Roquette America Inc. USA
Time : 11:00-12:00
Carmen Popescu received her BS degree in Physics and PhD in Biophysics at University of Bucharest, Romania. She is a Senior Project Coordinator at Roquette America Inc. and Adjunct Associate Professor with University of Illinois at Chicago, Roosevelt University, University of Tennessee, University of Maryland. She has published over 120 research papers, book chapters and presentations on classic and new drug delivery dosage for small and large molecules. Additionally, she is a Reviewer for the International Journal of Pharmaceutics, Journal of Pharmaceutical Sciences, European Journal of Pharmaceutics and Biopharmaceutics, Journal of Pharma & Pharmaceutical Science and an active member of AAPS and CRS.

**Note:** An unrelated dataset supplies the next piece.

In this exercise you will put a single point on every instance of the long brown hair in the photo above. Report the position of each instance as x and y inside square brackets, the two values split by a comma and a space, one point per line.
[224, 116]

Formulation scientists have reported myriad of conventional and advanced formulation strategies to improve the bioavailability of rate limited dissolution drugs through efficient solubilization. However, many of them are still at bench stage because industrial scale equipment is not yet available and financially difficult to be sustained. In recent years, formulator’s attention was focusing on cyclodextrins as a solubilizing tool for their stubborn like bricks APIs (BCS class II and IV)). The reason is obvious: Easy to scale up and a successful presence, of both liquid and solid dosage form, on the commercially available brands. This presentation is centered on a coherent approach of insoluble APIs solubilization by cyclodextrin complexation in liquid phase as well as solid dispersions (by kneading, spray drying, lyophilization and physical mix) through an extensive array of case studies (carbamazepine, danazol, albendazole, furosemide, zotepine, zaleplon, lorazepam, progesterone, celecoxib, furosemide, valsartan and NSAIDs (flurbiprofen, ibuprofen, ketoprofen, naproxen, piroxicam). They are useful tools in solubilizing drugs delivered in high dose by IV route or at low dose by solid dosage forms. If your API good performance does not require solubilization optimization, you still wonder why cyclodextrin complexation? One should not forget that they can offer: Increased stability (physical, chemical), masked taste/odor, convert liquid forms into amorphous powders, new formulation, new routs of administration, patent extension increased shelf life, etc.